Book gets ME/CFS wrong?

Remy

Administrator
Apparently, we are all just "humblebragging" about how busy and important we are?

Maybe some pointed Amazon reviews on Anna Katharina Schaffner’s Exhaustion: A History are in order (though admittedly, I have not read the whole chapter to know if she supports this view fully or not).

It doesn't look good though.

When Schaffner reaches the turn of the twentieth century, she introduces the biggest problem in her book: the gulf between theories about exhaustion and actual experiences of exhaustion.

This gulf is at its widest in her chapter on Chronic Fatigue Syndrome, a condition about which medical practitioners and patients often have extremely divergent opinions. Although most doctors and researchers agree that there is a microbiological trigger for the syndrome, they also see patients’ behavioral and psychological responses as perpetuating the condition.
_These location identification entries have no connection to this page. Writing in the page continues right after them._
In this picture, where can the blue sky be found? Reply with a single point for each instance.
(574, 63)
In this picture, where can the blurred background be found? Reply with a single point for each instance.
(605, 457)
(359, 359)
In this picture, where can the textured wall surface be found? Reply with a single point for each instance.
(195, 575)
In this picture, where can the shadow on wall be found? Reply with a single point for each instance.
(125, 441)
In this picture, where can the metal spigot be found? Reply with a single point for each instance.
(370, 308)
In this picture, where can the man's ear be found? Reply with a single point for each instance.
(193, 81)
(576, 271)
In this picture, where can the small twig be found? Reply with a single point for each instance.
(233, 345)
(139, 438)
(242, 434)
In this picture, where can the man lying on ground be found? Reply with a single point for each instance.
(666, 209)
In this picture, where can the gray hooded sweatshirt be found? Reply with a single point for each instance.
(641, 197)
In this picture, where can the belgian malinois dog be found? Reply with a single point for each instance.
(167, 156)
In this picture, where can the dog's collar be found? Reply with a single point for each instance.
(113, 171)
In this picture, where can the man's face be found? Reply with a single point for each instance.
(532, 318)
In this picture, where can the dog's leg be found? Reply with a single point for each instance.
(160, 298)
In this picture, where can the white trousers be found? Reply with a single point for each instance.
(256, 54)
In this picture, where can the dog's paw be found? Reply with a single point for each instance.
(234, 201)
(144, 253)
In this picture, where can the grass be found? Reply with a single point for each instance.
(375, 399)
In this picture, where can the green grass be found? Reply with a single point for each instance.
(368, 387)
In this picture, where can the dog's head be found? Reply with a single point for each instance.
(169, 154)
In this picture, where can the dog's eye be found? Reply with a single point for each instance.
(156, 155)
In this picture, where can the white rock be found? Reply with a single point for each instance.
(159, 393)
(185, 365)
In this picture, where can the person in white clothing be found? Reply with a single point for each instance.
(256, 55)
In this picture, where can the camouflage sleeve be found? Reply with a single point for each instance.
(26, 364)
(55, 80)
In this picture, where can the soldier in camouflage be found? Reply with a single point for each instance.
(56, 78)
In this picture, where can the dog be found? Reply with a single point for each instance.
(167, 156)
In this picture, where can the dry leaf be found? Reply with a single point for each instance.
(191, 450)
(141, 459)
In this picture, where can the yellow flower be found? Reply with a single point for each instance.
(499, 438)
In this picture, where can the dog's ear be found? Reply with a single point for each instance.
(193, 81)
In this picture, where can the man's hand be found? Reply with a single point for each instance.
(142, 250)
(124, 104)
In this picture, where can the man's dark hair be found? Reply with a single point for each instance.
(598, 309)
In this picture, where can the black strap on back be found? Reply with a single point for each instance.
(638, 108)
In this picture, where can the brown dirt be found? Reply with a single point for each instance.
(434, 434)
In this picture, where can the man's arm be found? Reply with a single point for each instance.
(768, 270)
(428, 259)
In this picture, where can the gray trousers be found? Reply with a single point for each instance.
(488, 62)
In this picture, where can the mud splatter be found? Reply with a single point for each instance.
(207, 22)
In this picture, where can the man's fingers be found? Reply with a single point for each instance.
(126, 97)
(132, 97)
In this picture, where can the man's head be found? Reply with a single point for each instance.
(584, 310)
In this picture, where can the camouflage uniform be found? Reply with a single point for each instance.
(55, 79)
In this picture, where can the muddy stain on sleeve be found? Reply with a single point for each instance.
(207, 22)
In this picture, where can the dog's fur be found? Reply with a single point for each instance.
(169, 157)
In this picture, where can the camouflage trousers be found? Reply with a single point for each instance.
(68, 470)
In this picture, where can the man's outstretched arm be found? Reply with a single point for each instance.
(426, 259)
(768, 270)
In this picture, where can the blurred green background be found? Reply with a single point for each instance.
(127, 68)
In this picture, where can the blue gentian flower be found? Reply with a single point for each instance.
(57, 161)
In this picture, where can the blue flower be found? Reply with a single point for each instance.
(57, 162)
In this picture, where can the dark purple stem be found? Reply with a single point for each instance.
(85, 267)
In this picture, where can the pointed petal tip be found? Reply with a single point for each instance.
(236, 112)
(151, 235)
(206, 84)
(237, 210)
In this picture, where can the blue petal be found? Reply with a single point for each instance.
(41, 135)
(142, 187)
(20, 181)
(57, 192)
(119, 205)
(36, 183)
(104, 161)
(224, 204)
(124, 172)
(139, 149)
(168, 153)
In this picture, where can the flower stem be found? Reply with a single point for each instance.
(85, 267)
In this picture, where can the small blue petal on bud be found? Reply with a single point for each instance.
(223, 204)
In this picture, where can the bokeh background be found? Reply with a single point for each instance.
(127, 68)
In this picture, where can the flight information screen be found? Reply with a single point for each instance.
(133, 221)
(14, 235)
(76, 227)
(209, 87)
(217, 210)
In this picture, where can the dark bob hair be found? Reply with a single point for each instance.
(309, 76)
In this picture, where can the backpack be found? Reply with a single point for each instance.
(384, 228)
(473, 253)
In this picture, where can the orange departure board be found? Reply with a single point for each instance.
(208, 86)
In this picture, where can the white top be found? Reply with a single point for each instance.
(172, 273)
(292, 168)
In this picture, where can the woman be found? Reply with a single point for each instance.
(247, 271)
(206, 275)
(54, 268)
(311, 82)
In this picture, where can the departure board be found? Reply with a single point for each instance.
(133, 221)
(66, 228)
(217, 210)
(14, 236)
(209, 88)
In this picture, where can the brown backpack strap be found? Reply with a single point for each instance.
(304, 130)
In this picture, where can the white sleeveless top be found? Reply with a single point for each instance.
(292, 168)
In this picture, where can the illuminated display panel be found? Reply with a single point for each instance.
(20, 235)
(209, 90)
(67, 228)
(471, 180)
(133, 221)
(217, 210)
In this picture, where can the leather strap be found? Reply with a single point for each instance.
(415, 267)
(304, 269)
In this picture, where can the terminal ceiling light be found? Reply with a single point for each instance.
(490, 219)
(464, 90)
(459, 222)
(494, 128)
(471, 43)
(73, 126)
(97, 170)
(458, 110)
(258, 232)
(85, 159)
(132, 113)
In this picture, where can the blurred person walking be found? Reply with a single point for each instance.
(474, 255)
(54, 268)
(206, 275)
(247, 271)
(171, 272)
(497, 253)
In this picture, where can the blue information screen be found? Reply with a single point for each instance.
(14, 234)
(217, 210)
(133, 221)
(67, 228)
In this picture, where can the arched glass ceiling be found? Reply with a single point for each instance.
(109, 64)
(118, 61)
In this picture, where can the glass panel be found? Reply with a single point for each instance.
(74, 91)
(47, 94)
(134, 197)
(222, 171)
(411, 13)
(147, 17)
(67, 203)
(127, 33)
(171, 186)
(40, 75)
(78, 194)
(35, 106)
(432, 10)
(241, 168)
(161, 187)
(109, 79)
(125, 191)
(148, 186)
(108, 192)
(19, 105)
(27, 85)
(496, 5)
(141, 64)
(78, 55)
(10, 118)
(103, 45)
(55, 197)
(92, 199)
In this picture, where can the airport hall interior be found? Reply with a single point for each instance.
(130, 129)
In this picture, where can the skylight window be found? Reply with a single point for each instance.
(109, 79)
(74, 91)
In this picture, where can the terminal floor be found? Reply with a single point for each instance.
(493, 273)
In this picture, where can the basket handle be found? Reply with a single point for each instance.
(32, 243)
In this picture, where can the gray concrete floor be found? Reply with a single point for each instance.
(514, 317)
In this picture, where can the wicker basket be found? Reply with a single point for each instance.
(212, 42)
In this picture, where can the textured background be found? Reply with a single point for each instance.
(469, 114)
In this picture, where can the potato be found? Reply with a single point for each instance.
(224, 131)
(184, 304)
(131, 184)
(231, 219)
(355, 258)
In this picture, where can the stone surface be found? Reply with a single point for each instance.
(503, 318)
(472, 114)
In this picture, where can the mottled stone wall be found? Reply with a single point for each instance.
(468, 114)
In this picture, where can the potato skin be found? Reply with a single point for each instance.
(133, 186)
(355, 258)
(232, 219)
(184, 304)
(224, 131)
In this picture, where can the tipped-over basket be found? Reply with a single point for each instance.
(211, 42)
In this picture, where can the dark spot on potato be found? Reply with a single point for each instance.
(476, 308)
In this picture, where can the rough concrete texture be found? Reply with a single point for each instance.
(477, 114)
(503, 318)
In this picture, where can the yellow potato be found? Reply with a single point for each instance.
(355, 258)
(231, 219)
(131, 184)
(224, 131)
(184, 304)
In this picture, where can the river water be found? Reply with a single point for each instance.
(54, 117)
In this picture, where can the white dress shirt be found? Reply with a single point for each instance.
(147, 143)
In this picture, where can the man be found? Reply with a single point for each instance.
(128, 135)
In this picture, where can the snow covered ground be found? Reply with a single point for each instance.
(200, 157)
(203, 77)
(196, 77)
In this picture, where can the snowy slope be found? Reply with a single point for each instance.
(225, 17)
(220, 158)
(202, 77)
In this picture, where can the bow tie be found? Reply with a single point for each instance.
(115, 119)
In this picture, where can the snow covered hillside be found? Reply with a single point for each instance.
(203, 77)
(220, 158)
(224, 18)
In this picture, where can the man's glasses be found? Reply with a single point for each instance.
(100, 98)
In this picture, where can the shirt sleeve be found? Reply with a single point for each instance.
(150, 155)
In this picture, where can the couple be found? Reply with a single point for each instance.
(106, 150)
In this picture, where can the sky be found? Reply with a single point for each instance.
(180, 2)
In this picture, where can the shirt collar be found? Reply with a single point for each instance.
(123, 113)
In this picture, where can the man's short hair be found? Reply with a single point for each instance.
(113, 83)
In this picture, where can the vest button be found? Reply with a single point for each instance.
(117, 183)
At its extreme, this view holds that CFS is a psychological illness with physical symptoms. Most patients, meanwhile—often housebound, even bedbound, unable to do the simplest task without suffering debilitating exhaustion—vehemently reject this model, arguing that CFS is a physical, and only physical, disease.

In writing about CFS, Schaffner returns to an idea she first mentions in her introduction, borrowed from the medical historian Edward Shorter: that patients, absorbing the medical and cultural discourses of their time, unconsciously display the psychosomatic symptoms that doctors will take seriously.

Shorter is convinced that CFS is all in the mind, a twentieth-century version of hysteria with subjective symptoms (fatigue, muscle pain) both impossible to disprove and in line with what “doctors under the influence of the central-nervous paradigm [expect] to see”.
 

weyland

Well-Known Member
Man, the brits are really hitting it hard with this crap this year. Jo Marchant, Suzanne O'Sullivan, and now this.
 

Cort

Founder of Health Rising and Phoenix Rising
Staff member
Apparently, we are all just "humblebragging" about how busy and important we are?

Maybe some pointed Amazon reviews on Anna Katharina Schaffner’s Exhaustion: A History are in order (though admittedly, I have not read the whole chapter to know if she supports this view fully or not).

It doesn't look good though.
Oh gawd.....I wonder when this book was written.

I wonder if she would be interested in the fact that I got ME/CFS before it had a name and once it had a name my symptoms didn't change a whit!

I hope this wasn't published recently - I guess it was just written

Exhaustion finds in our struggle to overcome weariness a more significant effort to master ourselves.
This is ivory tower divorced from reality stuff for sure. She ought to come on the Forums and talk to people who deal with this. She'd probably be terrified to.
 

Empty

Well-Known Member
They are the church of psychiatry trolls, just doing it for the sales. Fucking Idiots.